BloombergNEF’s figures don’t account for the dozens of planned U.S. factories announced in recent months. But while Inflation Reduction Act incentives will start to make a dent in China’s share of manufacturing, Vagneur-Jones said, it will happen gradually.

“Even in a sort of, say, optimistic scenario, I think China’s still going to remain dominant for the next decade or more. But it could mean that we see sort of these parallel supply chains develop,” he said.

Take battery cell manufacturing. It’s expected to increase sixfold by 2030, but China’s share of the market is projected to decline to just 70 percent from 79 percent today, BloombergNEF research shows.

That’s partly because China plans to expand its battery manufacturing capacity, even as supply chains get built up elsewhere. There are also barriers to ramping up clean energy manufacturing in the United States, including higher costs and the challenges of developing a new sector from scratch.

The task could be even more difficult if tensions between China and the U.S. increase, curtailing the ability of U.S. companies to access Chinese expertise on clean energy development, Vagneur-Jones said.

“The offshoot is not just that production will be more expensive in places like the U.S., which it would be, but also that it might be very difficult to really scale things up fast, because of the fact that you can’t tap into that Chinese expertise,” he said.
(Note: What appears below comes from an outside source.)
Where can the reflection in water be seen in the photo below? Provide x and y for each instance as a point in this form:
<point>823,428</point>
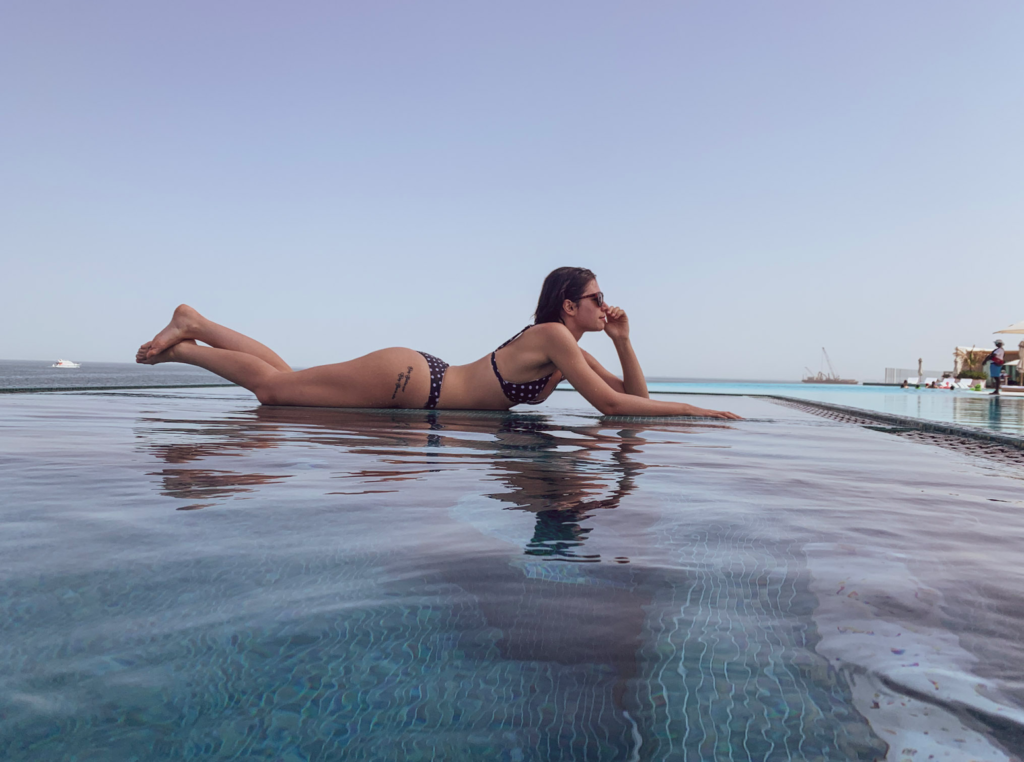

There are risks to having supply chains so heavily concentrated in one geographical area. Geopolitical tensions can more easily disrupt trade, as can the impacts of climate change. For example, a major heat wave led to power shortages last August in a Chinese province that supplies a significant amount of the world’s solar panels and components — leading to a price increase for those goods.

The next few years will be decisive, Vagneur-Jones said. The United States, Europe, India and Indonesia are all ramping up their domestic manufacturing efforts. The question is whether those plans bear fruit.


2 Responses to “Clean Energy Players Contend with China Challenge”

  1. I can only get so exercised about the meme of “China is our clean energy competitor so we have to limit their effect on our domestic clean energy manufacturing”. Thank God they’re a clean energy powerhouse! Can you imagine if they were stuck trying to rely only on fossil fuel? The climate would be finished. Ditto for EV’s. I’m overjoyed that they’re ramping up transportation electrification so strongly. If they had stuck with buying our gas-guzzling Buicks as they did in the 80’s and 90’s, the climate would similarly be finished.

    The economic competitive meme is just another way of us recognizing that we needed to be bolder in clean energy investment, and now we’ll be playing catch-up, which is not a position we’re accustomed to. Hopefully we can finally overcome opposition and strive for bold clean energy manufacturing. It’s comforting knowing two behemoth countries are competing to be good. That will be good for everyone.